The Temporal Dynamics of Pathological Profile and Functional Impairment in Neuromyelitis Optica Spectrum Disorders associated Optic Neuritis

Background Optic neuritis (ON) linked to Neuromyelitis Optica Spectrum Disorders (NMOSD), particularly in Asians, causes irreversible vision loss. The lack of comprehensive analysis that tracks the progression of changes over time hinders the identification of optimal timeframes for observation and intervention of the disease. Our aim is to map disease progression histologically and functionally in an optimized Neuromyelitis Optica Spectrum Disorders associated Optic Neuritis (NMOSD-ON) animal model. Materials and Methods The animals in the NMOSD-ON group involved the injections of aquaporin-4-immunoglobulin G (AQP4-IgG) and human complement into the posterior optic nerve, separated by 24 hours, repeated twice. The control group received injections of normal immunoglobulin G (normal IgG) and human complement. Histological analyses examined the immunoreactivity of aquaporin-4 (AQP4) protein, glial fibrillary acidic protein (GFAP) protein (maker of astrocytes), microglial activation, myelin oligodendrocyte glycoprotein (MOG) (maker of myelin sheath), and degeneration of retinal ganglion cells (RGCs), along with gene expression profiling of inflammatory cytokines at various time points (Baseline, Day 2, Week 1, Week 2, Week 4).
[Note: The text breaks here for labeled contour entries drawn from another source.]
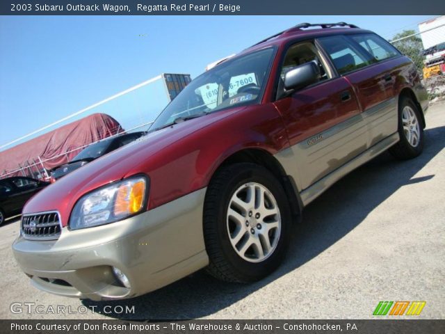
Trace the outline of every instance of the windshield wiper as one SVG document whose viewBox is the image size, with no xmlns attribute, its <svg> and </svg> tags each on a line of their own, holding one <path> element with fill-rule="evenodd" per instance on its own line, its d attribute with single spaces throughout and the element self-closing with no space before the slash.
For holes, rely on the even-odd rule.
<svg viewBox="0 0 445 334">
<path fill-rule="evenodd" d="M 175 118 L 173 120 L 172 122 L 170 122 L 170 123 L 167 123 L 167 124 L 164 124 L 163 125 L 156 127 L 155 129 L 153 129 L 153 131 L 158 131 L 158 130 L 161 130 L 162 129 L 165 129 L 165 127 L 171 127 L 172 125 L 175 125 L 175 124 L 178 124 L 178 123 L 181 123 L 182 122 L 185 122 L 186 120 L 193 120 L 193 118 L 197 118 L 198 117 L 201 117 L 201 116 L 204 116 L 205 115 L 209 114 L 209 111 L 203 111 L 202 113 L 195 113 L 194 115 L 190 115 L 188 116 L 179 116 L 179 117 L 177 117 L 176 118 Z"/>
</svg>

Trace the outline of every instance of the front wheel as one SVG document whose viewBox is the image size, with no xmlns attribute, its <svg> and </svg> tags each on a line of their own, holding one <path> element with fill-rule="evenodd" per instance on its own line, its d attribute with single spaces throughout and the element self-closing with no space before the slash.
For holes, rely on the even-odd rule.
<svg viewBox="0 0 445 334">
<path fill-rule="evenodd" d="M 415 158 L 423 150 L 423 129 L 420 122 L 421 111 L 412 100 L 403 97 L 398 108 L 400 141 L 389 149 L 396 158 L 405 160 Z"/>
<path fill-rule="evenodd" d="M 223 168 L 204 202 L 208 271 L 230 282 L 263 278 L 284 255 L 291 220 L 284 190 L 267 169 L 253 164 Z"/>
</svg>

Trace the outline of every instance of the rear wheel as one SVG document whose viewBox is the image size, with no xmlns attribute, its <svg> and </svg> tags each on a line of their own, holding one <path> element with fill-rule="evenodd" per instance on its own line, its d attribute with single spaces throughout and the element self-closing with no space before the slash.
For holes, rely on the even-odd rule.
<svg viewBox="0 0 445 334">
<path fill-rule="evenodd" d="M 207 189 L 204 234 L 208 271 L 231 282 L 258 280 L 281 262 L 291 212 L 281 184 L 253 164 L 222 168 Z"/>
<path fill-rule="evenodd" d="M 403 97 L 398 110 L 400 141 L 389 149 L 396 158 L 402 160 L 417 157 L 423 150 L 423 129 L 421 115 L 412 100 Z"/>
</svg>

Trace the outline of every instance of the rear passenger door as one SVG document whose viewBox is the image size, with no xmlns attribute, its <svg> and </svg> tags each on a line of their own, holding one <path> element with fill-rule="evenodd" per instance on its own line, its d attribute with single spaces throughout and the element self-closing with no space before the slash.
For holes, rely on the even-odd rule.
<svg viewBox="0 0 445 334">
<path fill-rule="evenodd" d="M 394 76 L 368 51 L 374 49 L 376 54 L 382 54 L 375 49 L 375 42 L 369 40 L 363 34 L 318 39 L 339 75 L 350 83 L 358 97 L 367 128 L 368 148 L 397 131 L 397 101 L 389 93 Z"/>
</svg>

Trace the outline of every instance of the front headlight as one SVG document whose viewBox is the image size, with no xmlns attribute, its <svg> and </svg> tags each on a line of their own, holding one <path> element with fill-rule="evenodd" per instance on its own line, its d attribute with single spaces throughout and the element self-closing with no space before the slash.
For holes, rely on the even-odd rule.
<svg viewBox="0 0 445 334">
<path fill-rule="evenodd" d="M 74 205 L 70 228 L 108 224 L 141 212 L 147 199 L 147 184 L 146 177 L 138 176 L 88 193 Z"/>
</svg>

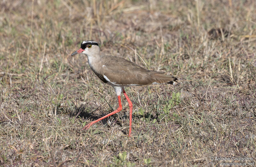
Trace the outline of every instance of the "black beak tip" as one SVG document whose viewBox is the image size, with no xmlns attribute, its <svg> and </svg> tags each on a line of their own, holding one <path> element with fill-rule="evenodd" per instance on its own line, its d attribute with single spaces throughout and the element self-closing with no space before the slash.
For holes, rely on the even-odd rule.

In-vivo visual functional and retinal structural assessments were performed weekly up to Week 4 to track disease progression. Results Administration of AQP4-IgG and human complement triggered a series of events in mice with NMOSD-ON, leading to early changes in astrocyte pathology (loss of AQP4 and GFAP staining), upregulation of tumor necrosis factor-alpha (TNF-α), interleukin-6 (IL-6), interleukin-1β (IL-1β), CXCL10, brain-derived neurotrophic factor (BDNF) and microglia activation in Week 1. This was followed by demyelination, culminating in damage to RGCs and nerve fibers in Week 2. Functionally, the delays of visual evoked potential N1 latency were detectable from Week 2, with reduced N1P1 amplitudes by Week 2. For the electroretinogram, the postive scotopic threshold response (pSTR) amplitude decreased at Week 2, while scotopic a- and b-wave amplitudes remained unchange, which corresponded to the retinal nerve fibre layer thinning in the in-vivo retinal structural scan commencing at Week 2. Conclusion This study outlines the progression timeline of NMOSD-ON disease and connects histological and molecular findings to retinal structural changes, in-vivo functional impariment following NMOSD-ON onset in an optimized animal model.